The University of St. Gallen has stated that it is launching a blockchain powered trial venture to validate the originality of its degrees in seconds, instead of several days.
Harald Rotter, CIO of the university, said
“I saw that it could be necessary and it could be a valid use case to transfer or to make easier to validate our diplomas based on a digital process on blockchain.”
The University of St. Gallen has decided to collaborate with Swiss blockchain company BlockFactory and will utilize its certification remedy to build unalterable diplomas that are recorded on the Ethereum blockchain.
It can be recalled that the Malaysian Ministry of Education is also working to manage the rising cases of fraud educational degrees in the country. Malaysia unveiled E-Skrol, an app running on the NEM blockchain to manage the issue of certificate scam via the use of blockchain technology.

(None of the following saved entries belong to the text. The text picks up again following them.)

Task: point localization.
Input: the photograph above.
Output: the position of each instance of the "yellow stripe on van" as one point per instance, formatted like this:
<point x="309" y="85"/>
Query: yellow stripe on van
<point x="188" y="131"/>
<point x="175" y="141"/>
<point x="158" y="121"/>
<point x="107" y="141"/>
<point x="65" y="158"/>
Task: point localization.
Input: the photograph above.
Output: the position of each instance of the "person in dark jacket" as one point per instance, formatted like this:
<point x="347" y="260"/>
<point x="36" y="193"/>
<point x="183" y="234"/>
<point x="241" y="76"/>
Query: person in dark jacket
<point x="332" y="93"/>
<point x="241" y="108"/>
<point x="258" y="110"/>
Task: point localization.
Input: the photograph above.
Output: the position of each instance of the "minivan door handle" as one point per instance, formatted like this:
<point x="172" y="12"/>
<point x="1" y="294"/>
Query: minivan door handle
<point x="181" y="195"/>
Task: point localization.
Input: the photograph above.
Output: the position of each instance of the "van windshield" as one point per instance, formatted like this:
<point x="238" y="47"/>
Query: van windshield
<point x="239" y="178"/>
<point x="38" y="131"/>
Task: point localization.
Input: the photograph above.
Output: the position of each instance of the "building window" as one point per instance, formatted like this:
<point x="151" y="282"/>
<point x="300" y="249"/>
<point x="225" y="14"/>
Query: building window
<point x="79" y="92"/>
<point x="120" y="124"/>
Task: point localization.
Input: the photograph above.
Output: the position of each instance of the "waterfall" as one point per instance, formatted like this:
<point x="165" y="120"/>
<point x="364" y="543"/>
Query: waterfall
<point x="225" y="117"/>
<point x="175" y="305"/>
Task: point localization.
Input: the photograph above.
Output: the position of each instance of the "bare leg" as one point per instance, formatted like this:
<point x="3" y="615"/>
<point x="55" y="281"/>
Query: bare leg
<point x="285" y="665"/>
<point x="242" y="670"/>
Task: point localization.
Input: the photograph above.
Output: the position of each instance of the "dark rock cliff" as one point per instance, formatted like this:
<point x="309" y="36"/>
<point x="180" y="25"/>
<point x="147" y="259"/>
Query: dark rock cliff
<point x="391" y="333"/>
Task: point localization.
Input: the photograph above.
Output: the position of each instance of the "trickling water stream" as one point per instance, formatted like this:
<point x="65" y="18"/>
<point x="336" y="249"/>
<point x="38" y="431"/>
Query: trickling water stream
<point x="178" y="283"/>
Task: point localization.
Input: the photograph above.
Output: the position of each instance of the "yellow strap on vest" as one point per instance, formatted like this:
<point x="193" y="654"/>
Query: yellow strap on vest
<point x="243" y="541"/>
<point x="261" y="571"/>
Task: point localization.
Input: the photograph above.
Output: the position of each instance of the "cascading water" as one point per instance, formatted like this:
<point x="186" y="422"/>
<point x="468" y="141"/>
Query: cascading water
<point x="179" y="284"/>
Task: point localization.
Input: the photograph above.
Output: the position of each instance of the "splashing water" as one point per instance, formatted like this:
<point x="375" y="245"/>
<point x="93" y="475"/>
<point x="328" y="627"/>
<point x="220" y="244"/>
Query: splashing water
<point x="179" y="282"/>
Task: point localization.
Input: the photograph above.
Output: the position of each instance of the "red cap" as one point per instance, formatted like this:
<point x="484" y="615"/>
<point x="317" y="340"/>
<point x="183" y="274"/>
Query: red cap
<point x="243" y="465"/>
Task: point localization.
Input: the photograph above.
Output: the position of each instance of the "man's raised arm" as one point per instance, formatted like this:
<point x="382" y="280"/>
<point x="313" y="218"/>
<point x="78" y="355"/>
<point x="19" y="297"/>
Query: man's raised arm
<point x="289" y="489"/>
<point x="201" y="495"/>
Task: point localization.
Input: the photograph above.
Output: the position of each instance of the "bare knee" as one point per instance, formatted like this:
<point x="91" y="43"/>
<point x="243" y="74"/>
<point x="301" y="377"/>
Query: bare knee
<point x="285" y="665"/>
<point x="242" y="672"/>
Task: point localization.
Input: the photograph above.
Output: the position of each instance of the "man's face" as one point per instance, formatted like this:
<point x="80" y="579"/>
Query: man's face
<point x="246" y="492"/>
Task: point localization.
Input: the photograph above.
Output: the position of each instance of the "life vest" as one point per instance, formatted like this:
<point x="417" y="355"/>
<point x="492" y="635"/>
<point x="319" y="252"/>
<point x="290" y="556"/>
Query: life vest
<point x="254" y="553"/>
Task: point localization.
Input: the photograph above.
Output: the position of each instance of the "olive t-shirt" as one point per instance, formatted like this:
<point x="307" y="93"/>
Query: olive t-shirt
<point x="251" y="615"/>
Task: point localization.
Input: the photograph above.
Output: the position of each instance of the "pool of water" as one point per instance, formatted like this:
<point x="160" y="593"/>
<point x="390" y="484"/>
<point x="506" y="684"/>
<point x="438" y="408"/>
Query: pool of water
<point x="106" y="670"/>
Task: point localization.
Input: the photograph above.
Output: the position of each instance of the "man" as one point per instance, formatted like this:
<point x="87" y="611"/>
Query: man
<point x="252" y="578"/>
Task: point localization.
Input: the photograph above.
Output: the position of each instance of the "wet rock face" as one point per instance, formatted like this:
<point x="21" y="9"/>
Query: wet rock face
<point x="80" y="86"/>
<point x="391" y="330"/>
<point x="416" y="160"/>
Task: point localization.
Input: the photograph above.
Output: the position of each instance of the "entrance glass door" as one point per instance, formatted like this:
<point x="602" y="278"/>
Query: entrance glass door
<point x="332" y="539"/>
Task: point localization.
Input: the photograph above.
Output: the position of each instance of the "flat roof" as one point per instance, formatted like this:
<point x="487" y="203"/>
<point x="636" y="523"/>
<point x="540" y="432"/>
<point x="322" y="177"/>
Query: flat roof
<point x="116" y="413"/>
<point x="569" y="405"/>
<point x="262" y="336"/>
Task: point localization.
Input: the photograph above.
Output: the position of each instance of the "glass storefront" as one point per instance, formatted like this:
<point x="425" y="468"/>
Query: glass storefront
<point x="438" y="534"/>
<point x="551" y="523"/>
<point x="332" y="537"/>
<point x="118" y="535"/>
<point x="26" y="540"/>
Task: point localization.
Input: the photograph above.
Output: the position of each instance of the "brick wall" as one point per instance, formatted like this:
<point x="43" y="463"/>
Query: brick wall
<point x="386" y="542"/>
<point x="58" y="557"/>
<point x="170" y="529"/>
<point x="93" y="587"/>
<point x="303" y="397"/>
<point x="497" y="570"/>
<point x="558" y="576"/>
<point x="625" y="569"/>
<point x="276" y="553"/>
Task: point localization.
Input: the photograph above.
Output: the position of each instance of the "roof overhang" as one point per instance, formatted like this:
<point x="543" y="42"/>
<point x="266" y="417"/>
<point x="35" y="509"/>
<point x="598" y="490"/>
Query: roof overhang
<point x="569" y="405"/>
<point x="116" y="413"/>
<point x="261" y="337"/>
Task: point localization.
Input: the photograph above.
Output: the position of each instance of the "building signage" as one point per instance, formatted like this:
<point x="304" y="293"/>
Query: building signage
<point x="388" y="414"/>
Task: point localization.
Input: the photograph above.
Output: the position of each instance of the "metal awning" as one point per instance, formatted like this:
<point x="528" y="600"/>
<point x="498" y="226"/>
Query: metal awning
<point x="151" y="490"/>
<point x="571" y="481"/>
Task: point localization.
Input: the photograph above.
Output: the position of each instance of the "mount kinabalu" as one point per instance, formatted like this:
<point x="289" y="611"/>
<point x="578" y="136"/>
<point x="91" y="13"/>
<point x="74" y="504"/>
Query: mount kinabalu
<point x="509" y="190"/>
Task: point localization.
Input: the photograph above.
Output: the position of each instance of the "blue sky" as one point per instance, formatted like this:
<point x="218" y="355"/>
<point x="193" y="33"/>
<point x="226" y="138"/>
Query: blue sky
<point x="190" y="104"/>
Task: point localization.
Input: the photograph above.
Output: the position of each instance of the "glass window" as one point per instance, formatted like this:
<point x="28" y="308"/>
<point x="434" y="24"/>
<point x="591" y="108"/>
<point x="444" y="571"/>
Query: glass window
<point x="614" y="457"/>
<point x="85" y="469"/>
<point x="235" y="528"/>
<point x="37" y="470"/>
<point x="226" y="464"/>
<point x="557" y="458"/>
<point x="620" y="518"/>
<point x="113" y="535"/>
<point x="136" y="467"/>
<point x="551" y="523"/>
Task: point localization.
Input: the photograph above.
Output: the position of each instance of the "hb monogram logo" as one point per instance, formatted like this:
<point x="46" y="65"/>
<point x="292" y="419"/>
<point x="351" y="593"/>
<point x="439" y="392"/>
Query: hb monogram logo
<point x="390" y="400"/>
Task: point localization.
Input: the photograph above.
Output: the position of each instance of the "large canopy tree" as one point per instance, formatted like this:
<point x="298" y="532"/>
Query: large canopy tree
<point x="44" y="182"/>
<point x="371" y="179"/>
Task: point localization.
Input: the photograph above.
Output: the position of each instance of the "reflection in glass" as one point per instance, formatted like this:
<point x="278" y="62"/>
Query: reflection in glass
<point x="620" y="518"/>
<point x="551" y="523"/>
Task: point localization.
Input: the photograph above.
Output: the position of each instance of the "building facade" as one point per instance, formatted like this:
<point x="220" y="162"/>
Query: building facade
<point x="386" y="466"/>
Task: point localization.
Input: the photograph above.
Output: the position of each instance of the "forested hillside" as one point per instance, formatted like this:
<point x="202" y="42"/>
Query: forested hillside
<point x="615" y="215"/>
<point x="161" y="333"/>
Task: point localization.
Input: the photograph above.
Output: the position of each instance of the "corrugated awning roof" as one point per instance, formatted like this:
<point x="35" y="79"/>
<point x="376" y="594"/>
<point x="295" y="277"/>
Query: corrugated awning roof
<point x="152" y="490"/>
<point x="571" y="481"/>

In June, a Canada based tech institute also unveiled plans to issue diplomas using blockchain powered platform.
Over 4,800 students graduating from the Southern Alberta Institute of Technology will be awarded with blockchain based degrees in addition to their traditional physical degrees in 2019. Similarly, the University of Bahrain stated that it was collaborating with the startup Learning Machine to offer its blockchain diplomas at the start of 2019.